Inauguration of the Museum of the History of Immigration
Paris, December 15, 2014
I’m proud to be opening the Museum of the History of Immigration today and recalling its role in our cultural and educational institutions.
We have to understand our history in order to move into the future.
Fernand Braudel put it this way in his last book: “to define the French past is to locate the French within their own existence.” Such is the aim of the national Museum of the History of Immigration: to restore immigrants to their rightful place in the nation’s story and thus enable us to address dispassionately the immigration question that is still being raised.
The intention of your museum is to show the continuous process by which the nation has integrated foreigners and managed to preserve its unity while recognizing the diversity of origins and cultures. This museum is more than a symbol. It’s a message of confidence in the history of our country, but also in what we are and what we can do.
France is a country with a long history of immigration, one of the European countries with the longest history of immigration. Begun in the second half of the 19th century to meet the needs of what was called the first Industrial Revolution, immigration continued throughout the 20th century and increased with the rebuilding of the country after the war, with decolonization and finally globalization. Today one in every four French people has at least one foreign grandparent. To talk about the history of immigration is to talk about the history of France; it’s history, our history. (…)
Immigration to France is the history of millions of people from elsewhere – from very far away or sometimes closer – who wanted their personal and family aspirations one day to be part of the French dream.
That’s how our history was made. Our country wouldn’t be what it is today without this proliferation of talent and strengths. Of course this immigration has also, throughout its history, created frustration, rifts and friction; we must neither ignore the talent nor conceal the fears.
This diversity is an opportunity if we can appreciate it, build on it, take it to a new level, if we can express a shared desire to live together, which means full commitment to the Republic. Otherwise it means falling into the trap of division, the threat of ghettoization, a clash of cultures and therefore racism, anti-Semitism and hatred of the Other.
By taking into account the risks which exist, in 21st-century France – ones we thought we wouldn’t imagine or see any more – that we’ve got to rise above ourselves, to ensure that the nation becomes a factor of hope again. France must have confidence in France.
It’s a responsibility borne by the state to guarantee cohesion and calm.
As I’ve said, education is the first requirement for this, but schools can’t address such a big challenge. Every institution is involved: not just public institutions, but private businesses too. Our country’s success depends on our ability to settle this issue of citizenship and immigration.
It’s also an individual responsibility, because the history of immigration teaches us this too. Living in France presents an opportunity. It must be experienced, understood, grasped, if it is to be used to serve a common destiny.

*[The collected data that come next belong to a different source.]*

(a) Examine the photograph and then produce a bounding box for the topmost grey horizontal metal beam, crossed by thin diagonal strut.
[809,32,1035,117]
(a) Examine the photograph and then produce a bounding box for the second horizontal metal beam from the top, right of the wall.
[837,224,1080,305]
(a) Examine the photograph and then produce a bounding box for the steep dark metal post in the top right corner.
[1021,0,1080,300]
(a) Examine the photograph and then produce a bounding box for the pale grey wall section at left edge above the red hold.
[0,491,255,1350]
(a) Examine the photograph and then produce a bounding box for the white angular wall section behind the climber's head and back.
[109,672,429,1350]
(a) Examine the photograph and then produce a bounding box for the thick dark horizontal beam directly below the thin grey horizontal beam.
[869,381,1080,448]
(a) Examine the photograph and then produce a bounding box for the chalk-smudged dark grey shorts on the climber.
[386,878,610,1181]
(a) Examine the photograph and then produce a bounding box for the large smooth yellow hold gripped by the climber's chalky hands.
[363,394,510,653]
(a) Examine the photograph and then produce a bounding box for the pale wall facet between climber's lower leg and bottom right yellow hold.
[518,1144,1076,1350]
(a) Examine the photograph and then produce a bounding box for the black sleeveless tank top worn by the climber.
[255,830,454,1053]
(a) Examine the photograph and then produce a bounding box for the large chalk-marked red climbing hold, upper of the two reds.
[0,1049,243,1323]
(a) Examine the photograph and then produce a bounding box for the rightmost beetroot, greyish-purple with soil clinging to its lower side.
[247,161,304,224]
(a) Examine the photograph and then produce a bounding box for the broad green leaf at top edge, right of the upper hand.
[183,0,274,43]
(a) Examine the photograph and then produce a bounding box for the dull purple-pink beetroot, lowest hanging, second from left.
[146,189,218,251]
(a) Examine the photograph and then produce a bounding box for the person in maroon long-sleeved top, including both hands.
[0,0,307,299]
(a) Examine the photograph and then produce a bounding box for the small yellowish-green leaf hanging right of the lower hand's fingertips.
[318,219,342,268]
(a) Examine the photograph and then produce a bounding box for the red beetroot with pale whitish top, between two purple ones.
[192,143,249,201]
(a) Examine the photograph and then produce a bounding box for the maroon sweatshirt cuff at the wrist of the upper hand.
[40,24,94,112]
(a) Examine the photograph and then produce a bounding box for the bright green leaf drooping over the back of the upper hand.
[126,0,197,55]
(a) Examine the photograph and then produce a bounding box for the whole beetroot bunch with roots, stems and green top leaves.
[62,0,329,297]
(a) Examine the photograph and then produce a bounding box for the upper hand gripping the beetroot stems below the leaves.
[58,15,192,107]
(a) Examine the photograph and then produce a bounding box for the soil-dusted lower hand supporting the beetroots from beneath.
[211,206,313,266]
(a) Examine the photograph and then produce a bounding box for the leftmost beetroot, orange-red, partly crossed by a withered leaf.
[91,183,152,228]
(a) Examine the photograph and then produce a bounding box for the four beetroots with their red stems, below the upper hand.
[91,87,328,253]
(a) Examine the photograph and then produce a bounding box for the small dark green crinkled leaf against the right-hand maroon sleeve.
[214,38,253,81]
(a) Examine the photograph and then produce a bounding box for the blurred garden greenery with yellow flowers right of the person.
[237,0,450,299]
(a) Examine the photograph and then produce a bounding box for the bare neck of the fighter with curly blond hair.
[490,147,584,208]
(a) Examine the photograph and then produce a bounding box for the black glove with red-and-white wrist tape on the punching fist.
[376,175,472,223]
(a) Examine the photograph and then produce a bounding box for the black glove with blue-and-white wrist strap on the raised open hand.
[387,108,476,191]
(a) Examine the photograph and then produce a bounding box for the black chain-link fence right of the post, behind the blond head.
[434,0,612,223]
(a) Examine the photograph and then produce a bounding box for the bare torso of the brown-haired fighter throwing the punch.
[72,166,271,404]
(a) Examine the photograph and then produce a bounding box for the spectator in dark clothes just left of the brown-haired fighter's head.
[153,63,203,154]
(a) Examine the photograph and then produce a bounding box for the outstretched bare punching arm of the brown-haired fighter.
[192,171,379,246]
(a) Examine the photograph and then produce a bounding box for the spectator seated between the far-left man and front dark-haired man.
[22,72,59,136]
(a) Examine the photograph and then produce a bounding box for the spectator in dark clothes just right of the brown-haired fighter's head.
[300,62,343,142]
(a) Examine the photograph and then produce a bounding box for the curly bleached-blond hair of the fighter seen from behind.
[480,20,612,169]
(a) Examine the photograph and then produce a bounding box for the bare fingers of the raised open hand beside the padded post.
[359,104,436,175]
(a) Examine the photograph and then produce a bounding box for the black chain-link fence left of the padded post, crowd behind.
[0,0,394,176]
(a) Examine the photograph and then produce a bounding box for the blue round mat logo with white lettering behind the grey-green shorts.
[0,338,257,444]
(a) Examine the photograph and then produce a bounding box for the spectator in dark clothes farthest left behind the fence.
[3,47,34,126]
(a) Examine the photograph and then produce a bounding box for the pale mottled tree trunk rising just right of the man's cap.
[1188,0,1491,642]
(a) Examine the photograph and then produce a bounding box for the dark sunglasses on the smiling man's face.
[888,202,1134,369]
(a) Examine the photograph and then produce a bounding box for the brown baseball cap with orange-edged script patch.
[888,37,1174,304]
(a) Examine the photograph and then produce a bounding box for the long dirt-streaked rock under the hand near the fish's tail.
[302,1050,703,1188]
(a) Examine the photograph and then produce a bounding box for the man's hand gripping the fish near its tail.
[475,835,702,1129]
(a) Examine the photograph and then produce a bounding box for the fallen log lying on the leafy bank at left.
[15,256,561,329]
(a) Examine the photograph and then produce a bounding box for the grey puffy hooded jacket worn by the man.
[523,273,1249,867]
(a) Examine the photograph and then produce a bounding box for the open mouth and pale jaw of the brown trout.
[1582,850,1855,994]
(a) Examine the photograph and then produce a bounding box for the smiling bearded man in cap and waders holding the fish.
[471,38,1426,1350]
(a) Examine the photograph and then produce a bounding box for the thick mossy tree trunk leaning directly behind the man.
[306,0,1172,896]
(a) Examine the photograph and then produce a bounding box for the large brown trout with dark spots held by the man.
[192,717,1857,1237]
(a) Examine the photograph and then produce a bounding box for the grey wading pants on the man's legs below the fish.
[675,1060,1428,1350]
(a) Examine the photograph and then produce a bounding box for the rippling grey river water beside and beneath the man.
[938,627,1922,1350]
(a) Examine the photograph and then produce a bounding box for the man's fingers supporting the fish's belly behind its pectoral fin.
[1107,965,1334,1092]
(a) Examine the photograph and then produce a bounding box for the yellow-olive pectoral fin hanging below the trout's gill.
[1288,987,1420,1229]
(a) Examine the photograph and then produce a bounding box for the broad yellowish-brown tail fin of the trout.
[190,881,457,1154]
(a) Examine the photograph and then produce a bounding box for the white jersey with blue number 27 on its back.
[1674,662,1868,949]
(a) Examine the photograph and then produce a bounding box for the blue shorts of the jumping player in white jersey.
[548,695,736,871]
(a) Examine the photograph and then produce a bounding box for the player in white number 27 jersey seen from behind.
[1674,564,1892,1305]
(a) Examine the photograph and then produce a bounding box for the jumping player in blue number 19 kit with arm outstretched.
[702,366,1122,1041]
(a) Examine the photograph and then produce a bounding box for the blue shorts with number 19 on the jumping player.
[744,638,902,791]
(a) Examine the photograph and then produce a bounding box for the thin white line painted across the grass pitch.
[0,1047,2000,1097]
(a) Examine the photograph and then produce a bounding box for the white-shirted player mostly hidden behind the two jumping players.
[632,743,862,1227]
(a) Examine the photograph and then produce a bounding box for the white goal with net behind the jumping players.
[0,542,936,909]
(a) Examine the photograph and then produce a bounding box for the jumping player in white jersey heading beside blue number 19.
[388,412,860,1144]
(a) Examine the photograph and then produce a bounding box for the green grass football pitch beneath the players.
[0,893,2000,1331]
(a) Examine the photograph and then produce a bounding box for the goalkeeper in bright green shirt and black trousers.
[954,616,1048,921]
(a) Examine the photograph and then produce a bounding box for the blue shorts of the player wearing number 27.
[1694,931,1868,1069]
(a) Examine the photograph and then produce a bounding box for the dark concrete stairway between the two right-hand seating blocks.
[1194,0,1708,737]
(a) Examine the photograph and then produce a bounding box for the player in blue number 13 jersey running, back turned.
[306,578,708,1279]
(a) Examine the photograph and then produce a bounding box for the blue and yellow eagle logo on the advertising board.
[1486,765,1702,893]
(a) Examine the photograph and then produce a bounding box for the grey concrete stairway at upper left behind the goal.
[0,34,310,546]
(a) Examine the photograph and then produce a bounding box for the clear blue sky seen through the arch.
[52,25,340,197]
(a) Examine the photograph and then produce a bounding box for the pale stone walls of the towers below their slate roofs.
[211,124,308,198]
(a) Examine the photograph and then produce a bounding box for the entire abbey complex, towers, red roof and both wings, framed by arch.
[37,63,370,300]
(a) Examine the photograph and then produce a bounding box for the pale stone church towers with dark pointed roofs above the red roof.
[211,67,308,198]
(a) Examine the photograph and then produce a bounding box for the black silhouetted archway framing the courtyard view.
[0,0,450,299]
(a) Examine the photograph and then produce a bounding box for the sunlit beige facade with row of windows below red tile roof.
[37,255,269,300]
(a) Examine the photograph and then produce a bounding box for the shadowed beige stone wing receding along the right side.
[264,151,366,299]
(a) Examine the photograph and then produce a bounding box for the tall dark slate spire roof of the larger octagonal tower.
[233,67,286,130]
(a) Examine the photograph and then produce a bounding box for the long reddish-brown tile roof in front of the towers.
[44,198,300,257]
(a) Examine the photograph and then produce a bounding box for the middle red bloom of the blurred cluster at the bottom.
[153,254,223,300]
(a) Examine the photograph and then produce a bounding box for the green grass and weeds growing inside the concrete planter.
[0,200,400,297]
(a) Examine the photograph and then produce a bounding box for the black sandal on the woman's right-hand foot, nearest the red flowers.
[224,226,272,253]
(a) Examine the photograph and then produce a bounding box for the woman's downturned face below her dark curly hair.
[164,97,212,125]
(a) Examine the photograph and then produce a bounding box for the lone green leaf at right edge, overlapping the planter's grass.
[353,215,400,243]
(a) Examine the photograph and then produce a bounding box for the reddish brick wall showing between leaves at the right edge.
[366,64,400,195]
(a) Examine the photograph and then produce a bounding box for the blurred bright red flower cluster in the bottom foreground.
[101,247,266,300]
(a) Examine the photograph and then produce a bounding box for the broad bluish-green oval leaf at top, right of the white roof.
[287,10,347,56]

Your museum shows that this hope is possible, since it provides evidence that women and men forced to leave, often in painful circumstances, their country of origin, who experienced many hardships, were able, on our soil, to give the best of their lives and ensure that their children could fully be citizens and fulfil what, at that time, was their destiny.
The history of immigration is part of our national history, but the success of integration will determine our national destiny. (…)./.